全編手話の「ザ・トライブ」で女優デビュー ヤナ・ノビコバが来日「夢をあきらめないで!」
2015年4月15日 18:00
[映画.com ニュース] キャストにプロの俳優ではないろうあ者を起用し、全編を字幕、吹き替えなしの手話のみで描くというこれまでにない手法で世界に衝撃を与えた映画「ザ・トライブ」が、4月18日から公開される。静寂の中で、行き場を失った若者たちの暴力と愛が激しく描かれている。このほどヒロインを演じたヤナ・ノビコバが来日し、手話で撮影を振り返った。
第67回カンヌ映画祭批評家週間でグランプリを受賞した本作は、ウクライナの新鋭ミロスラブ・スラボシュピツキーの長編初監督作。ろうあ者のセルゲイは寄宿学校に入学するが、そこは犯罪や売春などを行う悪の組織=族(トライブ)によるヒエラルキーが形成されていた。セルゲイも犯罪に加担していくうちに、族のリーダーの愛人のひとりで売春をするアナを愛してしまい、組織の暗黙のルールを破っていく。
生後2週間で聴力を失ったノビコバは、幼い頃からダンスや絵画など表現することが好きで、女優を目指していた。キエフの劇団のオーディションに参加した際に、スラボシュピツキー監督の目にとまり、アナ役に抜てきされた。
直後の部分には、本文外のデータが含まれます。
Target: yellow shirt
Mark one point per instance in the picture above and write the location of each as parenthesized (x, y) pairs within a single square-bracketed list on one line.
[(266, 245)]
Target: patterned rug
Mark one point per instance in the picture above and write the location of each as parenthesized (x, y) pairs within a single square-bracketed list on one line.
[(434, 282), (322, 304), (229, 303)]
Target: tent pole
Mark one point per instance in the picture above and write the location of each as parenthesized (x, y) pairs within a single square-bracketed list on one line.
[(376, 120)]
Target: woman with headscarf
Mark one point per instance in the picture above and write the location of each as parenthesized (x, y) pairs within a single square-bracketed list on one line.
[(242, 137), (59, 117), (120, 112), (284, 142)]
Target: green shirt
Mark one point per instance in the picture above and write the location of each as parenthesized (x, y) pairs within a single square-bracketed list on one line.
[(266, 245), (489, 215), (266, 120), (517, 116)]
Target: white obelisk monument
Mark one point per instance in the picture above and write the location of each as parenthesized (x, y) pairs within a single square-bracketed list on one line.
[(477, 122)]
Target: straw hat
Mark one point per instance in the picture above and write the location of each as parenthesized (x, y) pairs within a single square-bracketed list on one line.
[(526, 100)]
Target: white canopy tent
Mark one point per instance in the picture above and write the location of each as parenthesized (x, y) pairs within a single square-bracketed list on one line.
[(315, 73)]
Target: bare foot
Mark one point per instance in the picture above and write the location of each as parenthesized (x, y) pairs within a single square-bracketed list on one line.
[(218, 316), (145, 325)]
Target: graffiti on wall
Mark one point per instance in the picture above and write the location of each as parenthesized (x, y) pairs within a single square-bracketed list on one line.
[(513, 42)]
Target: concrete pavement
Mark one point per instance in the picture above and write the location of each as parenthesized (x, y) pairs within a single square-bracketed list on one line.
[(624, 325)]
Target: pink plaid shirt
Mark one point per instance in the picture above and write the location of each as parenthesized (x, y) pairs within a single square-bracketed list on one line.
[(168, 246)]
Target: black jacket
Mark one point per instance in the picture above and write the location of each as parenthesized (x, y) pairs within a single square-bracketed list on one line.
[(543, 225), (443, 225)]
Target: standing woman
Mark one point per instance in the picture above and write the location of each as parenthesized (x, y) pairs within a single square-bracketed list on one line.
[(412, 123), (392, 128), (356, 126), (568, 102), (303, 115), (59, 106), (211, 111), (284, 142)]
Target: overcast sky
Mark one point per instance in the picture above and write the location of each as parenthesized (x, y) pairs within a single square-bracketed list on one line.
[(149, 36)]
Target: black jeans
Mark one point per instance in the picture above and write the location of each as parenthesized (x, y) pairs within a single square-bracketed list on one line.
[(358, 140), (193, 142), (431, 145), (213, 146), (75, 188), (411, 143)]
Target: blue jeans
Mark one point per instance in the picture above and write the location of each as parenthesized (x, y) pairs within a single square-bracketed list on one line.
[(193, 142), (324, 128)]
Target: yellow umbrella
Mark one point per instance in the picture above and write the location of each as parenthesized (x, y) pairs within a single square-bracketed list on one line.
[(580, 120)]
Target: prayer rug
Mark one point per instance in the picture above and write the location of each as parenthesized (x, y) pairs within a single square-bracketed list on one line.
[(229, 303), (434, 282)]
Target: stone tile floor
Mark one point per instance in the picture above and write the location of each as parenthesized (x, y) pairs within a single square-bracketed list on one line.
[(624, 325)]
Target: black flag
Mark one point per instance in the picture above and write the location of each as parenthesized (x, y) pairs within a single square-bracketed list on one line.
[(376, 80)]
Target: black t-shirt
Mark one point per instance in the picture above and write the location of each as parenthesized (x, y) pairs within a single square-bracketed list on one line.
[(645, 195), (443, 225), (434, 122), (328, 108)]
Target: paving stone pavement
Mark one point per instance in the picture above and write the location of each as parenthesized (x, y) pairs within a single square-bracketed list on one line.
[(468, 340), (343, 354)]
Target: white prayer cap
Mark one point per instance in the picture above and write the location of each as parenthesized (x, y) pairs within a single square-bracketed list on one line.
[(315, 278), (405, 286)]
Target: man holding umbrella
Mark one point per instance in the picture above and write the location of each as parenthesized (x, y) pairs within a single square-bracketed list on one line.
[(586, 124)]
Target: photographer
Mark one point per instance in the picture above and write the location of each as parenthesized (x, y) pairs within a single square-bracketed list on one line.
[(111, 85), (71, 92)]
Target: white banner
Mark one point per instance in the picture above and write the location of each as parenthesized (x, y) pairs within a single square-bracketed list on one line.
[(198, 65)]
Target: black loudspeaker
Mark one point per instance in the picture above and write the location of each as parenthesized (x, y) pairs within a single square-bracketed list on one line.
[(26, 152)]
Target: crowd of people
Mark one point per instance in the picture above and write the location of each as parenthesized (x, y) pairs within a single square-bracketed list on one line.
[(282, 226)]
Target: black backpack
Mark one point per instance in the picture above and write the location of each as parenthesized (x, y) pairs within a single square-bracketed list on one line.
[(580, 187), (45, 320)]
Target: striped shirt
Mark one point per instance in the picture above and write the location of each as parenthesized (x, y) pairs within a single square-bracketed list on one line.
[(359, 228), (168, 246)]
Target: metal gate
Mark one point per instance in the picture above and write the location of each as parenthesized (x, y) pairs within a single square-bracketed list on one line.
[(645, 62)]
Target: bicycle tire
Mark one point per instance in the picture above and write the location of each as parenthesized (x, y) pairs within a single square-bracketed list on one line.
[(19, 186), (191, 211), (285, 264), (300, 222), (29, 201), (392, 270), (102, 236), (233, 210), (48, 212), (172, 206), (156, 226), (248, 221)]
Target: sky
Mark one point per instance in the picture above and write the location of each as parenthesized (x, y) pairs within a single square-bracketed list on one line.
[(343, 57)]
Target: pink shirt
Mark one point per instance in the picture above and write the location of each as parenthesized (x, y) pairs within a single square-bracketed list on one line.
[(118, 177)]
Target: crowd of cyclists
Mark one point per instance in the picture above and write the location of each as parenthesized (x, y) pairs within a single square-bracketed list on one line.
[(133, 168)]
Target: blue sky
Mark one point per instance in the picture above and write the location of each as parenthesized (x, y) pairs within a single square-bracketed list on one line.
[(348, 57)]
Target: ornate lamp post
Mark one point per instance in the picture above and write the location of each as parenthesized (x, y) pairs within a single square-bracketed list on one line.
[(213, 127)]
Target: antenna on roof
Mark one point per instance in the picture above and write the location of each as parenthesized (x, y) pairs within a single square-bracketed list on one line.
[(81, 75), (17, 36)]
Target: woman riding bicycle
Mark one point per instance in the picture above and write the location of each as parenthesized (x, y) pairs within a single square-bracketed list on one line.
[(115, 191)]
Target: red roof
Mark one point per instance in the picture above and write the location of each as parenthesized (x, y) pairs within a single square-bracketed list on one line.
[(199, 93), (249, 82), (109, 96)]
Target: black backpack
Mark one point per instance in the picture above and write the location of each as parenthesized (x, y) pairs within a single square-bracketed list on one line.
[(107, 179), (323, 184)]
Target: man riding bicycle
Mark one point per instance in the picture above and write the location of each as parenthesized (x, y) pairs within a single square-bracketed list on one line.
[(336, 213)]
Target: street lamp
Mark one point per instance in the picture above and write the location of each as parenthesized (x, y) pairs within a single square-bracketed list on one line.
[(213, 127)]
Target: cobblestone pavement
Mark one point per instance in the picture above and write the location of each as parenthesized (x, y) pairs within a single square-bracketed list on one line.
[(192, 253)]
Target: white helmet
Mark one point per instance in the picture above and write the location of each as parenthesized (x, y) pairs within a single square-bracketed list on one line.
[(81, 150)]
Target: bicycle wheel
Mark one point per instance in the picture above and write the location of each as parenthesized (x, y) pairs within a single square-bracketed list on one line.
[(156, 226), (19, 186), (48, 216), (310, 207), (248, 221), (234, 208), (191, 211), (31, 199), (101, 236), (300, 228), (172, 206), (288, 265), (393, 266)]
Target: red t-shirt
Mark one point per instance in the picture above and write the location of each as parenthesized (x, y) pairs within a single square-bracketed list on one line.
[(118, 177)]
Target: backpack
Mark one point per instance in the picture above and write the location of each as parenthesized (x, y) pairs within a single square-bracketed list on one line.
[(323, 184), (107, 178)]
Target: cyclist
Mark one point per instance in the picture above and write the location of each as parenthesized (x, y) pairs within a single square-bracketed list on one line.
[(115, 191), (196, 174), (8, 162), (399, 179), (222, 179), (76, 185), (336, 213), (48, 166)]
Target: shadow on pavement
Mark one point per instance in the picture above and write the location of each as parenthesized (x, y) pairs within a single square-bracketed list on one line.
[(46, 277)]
本格的な演技経験はほとんどなかったため、生活を一変して役作りに臨んだ。劇中では、寮生活から逃れる資金のために売春を繰り返し、恋愛感情なく主人公のセルゲイと肉体関係を結ぶヒロインという難役を見事に演じきった。「私は普段陽気なほうですが、撮影の間は、笑顔を封印して本当のアナのように何も話さず、他人とも交わらないような態度で過ごしました。私自身のままでいると、アナの気持ちが表現できませんから。また、様々な映画を見て、短い期間に彼女のキャラクターと人生とは何なのかを考えました。また、体を売る仕事をしているので、太らないよう気をつけたり、ジムに行ったりもしました」
本作では、大胆なラブシーンに挑みヌードも披露している。第66回カンヌ映画祭のパルムドールに輝いた「アデル、ブルーは熱い色」を参考にし、同作で当時無名ながら一躍注目を集めた若手女優アデル・エグザルコプロスの演技に感銘を受けたという。「とても素晴らしい映画で、この作品を見てヌードシーンの美しさを知りました。私も、カンヌで賞をとりたいと思ったのです。ヌードの演技は、いきなり飛び込むのは難しいので、少しずつ覚悟を決めて演じました。脱ぐことによって、演技の幅が広がったと思います」
音のない世界に生きる登場人物たちを描くという、従来のサイレント映画とも違う本作。一切の説明なしに、我々観客は果たして作品を理解することは可能なのだろうか。「監督のアイデアでこのように仕上がりました。字幕がないことで、観客のみなさんは作品に集中することになります。手話だけですが、手話がわからなくても、登場人物の表情でわかってもらえる作品だと思うのです」
ウクライナといえば、ロシアとの政治的な緊張状態がいまだ続いているが、撮影に影響はなかったのだろうか。「昨年10月頃から撮影が始まって、12月の雪の降る寒い頃にキエフで暴動が始まりました。私たちが撮影した宿舎はキエフから離れていましたが、監督はキエフ近くに住んでいたので、非常に心配でした。しかし結果的には大きな影響はありませんでした」
本作出演後は「人生が一変した」と語るノビコバ。「以前は学校との往復と、友達と会うという狭い世界だけでした。今は、外国にも行き、飛び立って空から俯瞰するような気持ち。気持ちがオープンになりました」と話し、今回初来日を果たした。「映画の中で見た日本の着物の文化、下駄などの履物や傘をさすシーンなどがとてもきれいだなと思っていました。しかし実際に日本に来てみると、どうして着物を着た人がいないのだろうと驚いています(笑)。今回和食もいただき、初めてうなぎを見て、ヘビだ!と思ったのですが、とてもおいしかったです。また、神社などの建築、五重塔など美しい建物があることも知りました」と東京滞在を大いに楽しんだようだ。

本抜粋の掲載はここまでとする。